Stacey Abrams won a decisive victory over opponent Stacey Evans during the Georgia Democrat gubernatorial primary on Tuesday, setting the stage for Abrams to potentially become the country’s first-ever black female governor. Abrams, the former minority leader of the Georgia Statehouse, took 76.5 percent of the primary vote over Evans, who in defeat swiftly urged her own voters to back her former opponent so that Democrats can present “a unified voice to rally against Trump.”
“We are writing the next chapter of Georgia history, where no one is unseen, no one is unheard and no one is uninspired,” Abrams told supporters during her victory party in Atlanta. “Now let’s go get it done.”

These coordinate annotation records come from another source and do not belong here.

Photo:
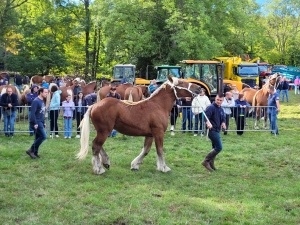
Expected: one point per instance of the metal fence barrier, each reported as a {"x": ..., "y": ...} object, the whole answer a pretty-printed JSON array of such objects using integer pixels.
[{"x": 183, "y": 121}]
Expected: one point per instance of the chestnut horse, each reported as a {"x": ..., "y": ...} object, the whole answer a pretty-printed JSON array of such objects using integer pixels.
[
  {"x": 120, "y": 90},
  {"x": 136, "y": 93},
  {"x": 36, "y": 79},
  {"x": 126, "y": 117},
  {"x": 260, "y": 98}
]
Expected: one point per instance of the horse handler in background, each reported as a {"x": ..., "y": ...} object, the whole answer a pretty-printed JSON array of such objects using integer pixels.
[
  {"x": 215, "y": 119},
  {"x": 37, "y": 122}
]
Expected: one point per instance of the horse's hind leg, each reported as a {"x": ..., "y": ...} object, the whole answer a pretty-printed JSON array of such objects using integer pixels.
[
  {"x": 161, "y": 164},
  {"x": 139, "y": 159},
  {"x": 96, "y": 159}
]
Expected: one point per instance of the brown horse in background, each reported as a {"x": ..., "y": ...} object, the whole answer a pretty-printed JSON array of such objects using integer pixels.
[
  {"x": 133, "y": 94},
  {"x": 37, "y": 79},
  {"x": 259, "y": 99},
  {"x": 125, "y": 117}
]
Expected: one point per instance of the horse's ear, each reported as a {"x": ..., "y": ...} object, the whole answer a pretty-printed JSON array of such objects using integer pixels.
[{"x": 170, "y": 78}]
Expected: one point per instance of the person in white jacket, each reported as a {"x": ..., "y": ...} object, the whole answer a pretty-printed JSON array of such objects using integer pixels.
[
  {"x": 226, "y": 105},
  {"x": 199, "y": 104}
]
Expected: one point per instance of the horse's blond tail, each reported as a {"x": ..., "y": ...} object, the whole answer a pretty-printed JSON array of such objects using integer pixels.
[
  {"x": 98, "y": 95},
  {"x": 31, "y": 82},
  {"x": 254, "y": 98},
  {"x": 130, "y": 98},
  {"x": 85, "y": 134}
]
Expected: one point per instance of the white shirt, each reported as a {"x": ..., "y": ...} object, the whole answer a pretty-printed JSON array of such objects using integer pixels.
[
  {"x": 226, "y": 105},
  {"x": 200, "y": 103}
]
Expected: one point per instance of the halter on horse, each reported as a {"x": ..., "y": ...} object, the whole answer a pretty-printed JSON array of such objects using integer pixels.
[{"x": 148, "y": 118}]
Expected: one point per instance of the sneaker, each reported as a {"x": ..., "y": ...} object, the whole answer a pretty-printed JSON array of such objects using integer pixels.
[{"x": 30, "y": 153}]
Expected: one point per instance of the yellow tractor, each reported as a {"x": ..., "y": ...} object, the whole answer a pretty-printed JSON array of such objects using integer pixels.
[
  {"x": 206, "y": 73},
  {"x": 240, "y": 72}
]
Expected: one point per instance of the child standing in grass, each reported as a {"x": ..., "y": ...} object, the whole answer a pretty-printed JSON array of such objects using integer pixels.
[
  {"x": 68, "y": 108},
  {"x": 241, "y": 105}
]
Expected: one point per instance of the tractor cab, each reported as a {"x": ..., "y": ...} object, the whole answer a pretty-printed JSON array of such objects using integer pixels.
[
  {"x": 164, "y": 70},
  {"x": 123, "y": 73}
]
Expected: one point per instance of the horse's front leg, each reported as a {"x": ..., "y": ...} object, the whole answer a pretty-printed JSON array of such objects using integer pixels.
[
  {"x": 256, "y": 127},
  {"x": 105, "y": 158},
  {"x": 139, "y": 159},
  {"x": 265, "y": 118},
  {"x": 161, "y": 164},
  {"x": 96, "y": 160}
]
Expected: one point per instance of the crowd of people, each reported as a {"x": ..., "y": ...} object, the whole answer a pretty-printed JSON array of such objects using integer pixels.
[{"x": 213, "y": 116}]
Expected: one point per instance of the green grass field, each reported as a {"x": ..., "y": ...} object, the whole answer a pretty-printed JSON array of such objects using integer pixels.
[{"x": 257, "y": 181}]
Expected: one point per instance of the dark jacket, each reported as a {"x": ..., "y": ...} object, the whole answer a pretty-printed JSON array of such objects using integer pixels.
[
  {"x": 239, "y": 110},
  {"x": 18, "y": 79},
  {"x": 5, "y": 100},
  {"x": 83, "y": 107},
  {"x": 184, "y": 102},
  {"x": 37, "y": 111},
  {"x": 117, "y": 96},
  {"x": 216, "y": 116},
  {"x": 31, "y": 96},
  {"x": 90, "y": 99},
  {"x": 285, "y": 85},
  {"x": 76, "y": 90}
]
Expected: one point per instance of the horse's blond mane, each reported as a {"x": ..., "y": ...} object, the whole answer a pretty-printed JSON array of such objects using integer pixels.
[
  {"x": 163, "y": 86},
  {"x": 3, "y": 91}
]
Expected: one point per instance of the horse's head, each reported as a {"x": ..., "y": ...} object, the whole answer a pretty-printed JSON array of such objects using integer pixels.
[
  {"x": 182, "y": 88},
  {"x": 274, "y": 80},
  {"x": 145, "y": 91}
]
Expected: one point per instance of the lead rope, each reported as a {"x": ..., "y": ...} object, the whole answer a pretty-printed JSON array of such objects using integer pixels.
[{"x": 207, "y": 130}]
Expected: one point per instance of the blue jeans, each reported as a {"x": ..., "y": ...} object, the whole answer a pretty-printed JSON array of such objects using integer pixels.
[
  {"x": 187, "y": 114},
  {"x": 40, "y": 136},
  {"x": 31, "y": 130},
  {"x": 273, "y": 121},
  {"x": 68, "y": 127},
  {"x": 198, "y": 119},
  {"x": 113, "y": 133},
  {"x": 286, "y": 94},
  {"x": 9, "y": 121},
  {"x": 215, "y": 138}
]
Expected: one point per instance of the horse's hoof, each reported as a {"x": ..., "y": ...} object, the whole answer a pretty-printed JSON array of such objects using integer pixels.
[{"x": 106, "y": 166}]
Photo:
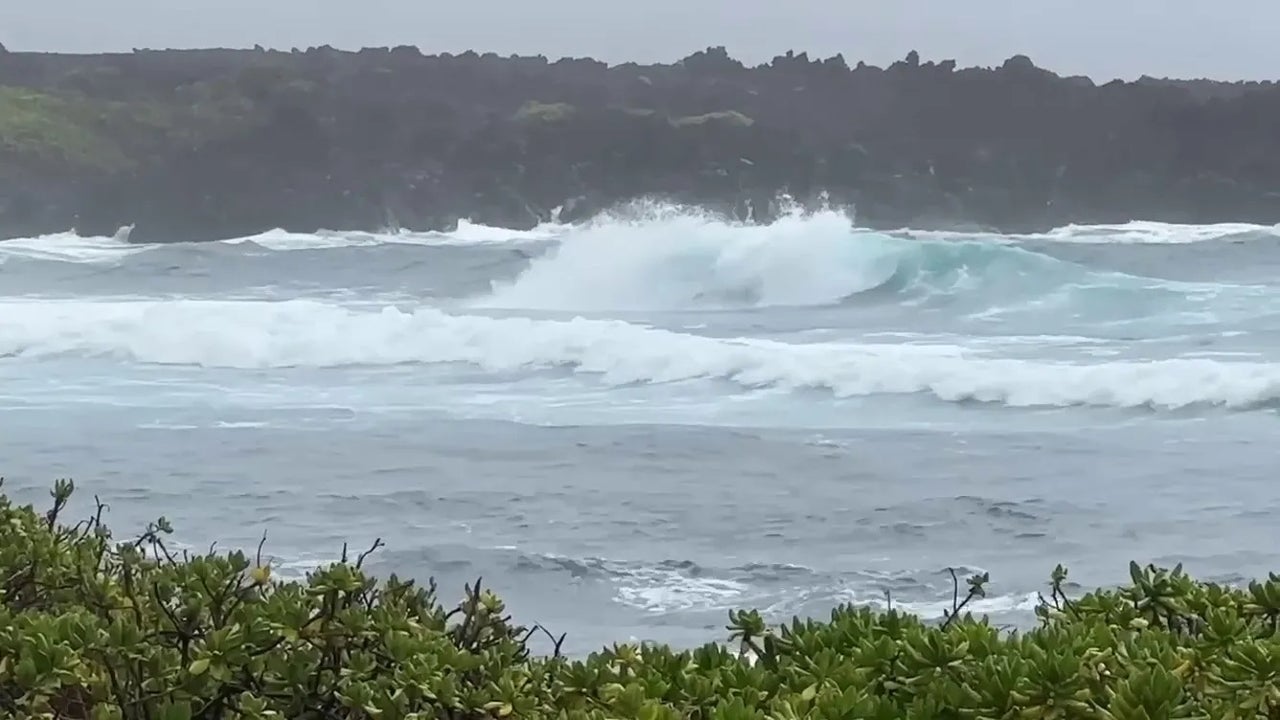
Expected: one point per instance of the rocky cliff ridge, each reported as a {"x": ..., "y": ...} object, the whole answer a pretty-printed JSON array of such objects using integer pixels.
[{"x": 209, "y": 144}]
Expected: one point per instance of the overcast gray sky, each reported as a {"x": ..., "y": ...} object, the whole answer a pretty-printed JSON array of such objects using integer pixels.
[{"x": 1104, "y": 39}]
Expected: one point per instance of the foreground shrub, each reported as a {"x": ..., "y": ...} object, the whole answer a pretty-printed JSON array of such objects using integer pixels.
[{"x": 91, "y": 627}]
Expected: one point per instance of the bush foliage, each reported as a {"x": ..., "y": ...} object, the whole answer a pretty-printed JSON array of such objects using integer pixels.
[{"x": 92, "y": 627}]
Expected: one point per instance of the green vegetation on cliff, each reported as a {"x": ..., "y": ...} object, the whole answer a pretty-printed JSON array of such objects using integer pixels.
[
  {"x": 94, "y": 627},
  {"x": 56, "y": 130}
]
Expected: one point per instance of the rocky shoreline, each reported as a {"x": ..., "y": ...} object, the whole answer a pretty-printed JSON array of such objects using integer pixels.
[{"x": 213, "y": 144}]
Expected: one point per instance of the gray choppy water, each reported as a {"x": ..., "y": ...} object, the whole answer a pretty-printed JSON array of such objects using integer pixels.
[{"x": 631, "y": 427}]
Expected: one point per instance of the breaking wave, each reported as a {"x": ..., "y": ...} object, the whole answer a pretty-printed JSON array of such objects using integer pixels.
[
  {"x": 690, "y": 260},
  {"x": 615, "y": 352}
]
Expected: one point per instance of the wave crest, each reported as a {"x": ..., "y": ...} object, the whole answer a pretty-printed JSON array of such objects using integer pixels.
[{"x": 615, "y": 352}]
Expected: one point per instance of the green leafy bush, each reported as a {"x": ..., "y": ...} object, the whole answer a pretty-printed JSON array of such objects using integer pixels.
[{"x": 92, "y": 627}]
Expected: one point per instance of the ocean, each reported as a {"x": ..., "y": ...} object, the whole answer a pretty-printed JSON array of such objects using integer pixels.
[{"x": 631, "y": 425}]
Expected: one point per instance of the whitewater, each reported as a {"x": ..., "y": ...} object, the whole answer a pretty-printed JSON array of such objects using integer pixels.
[{"x": 632, "y": 424}]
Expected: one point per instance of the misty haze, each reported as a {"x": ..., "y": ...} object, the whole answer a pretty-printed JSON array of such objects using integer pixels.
[{"x": 643, "y": 314}]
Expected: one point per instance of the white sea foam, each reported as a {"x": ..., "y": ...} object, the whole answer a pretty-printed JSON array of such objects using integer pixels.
[
  {"x": 1134, "y": 232},
  {"x": 312, "y": 333},
  {"x": 72, "y": 247},
  {"x": 69, "y": 247}
]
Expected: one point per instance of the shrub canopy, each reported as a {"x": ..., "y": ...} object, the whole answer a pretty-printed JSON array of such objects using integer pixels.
[{"x": 97, "y": 628}]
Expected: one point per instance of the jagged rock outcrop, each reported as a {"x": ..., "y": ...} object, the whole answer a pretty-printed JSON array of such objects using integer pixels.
[{"x": 204, "y": 144}]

According to Adrianne Shropshire, the executive director of BlackPAC, Abrams’ victory signaled the rising importance of black voters in the heavily conservative state, where women of color make up 23 percent of the population but only eight percent of officeholders. But despite Georgia’s rising diversity of population — and the fact that Hillary Clinton came within five percentage points of winning the state during the 2016 election — to say that Abrams will be fighting an uphill battle is an understatement. Abrams will compete with the winner of a GOP primary runoff as Lieutenant Governor Casey Cagle and Georgia Secretary of State Brian Kemp compete in a battle that has seen the two candidates put out increasingly hyperbolic ads touting their anti-immigrant attitudes. In one of Cagle’s ads, people wearing MS-13 gang tattoos fire guns directly at the viewer, while in one of Kemp’s, the Republican is seen promising to corral every undocumented immigrant he finds in his “big truck.”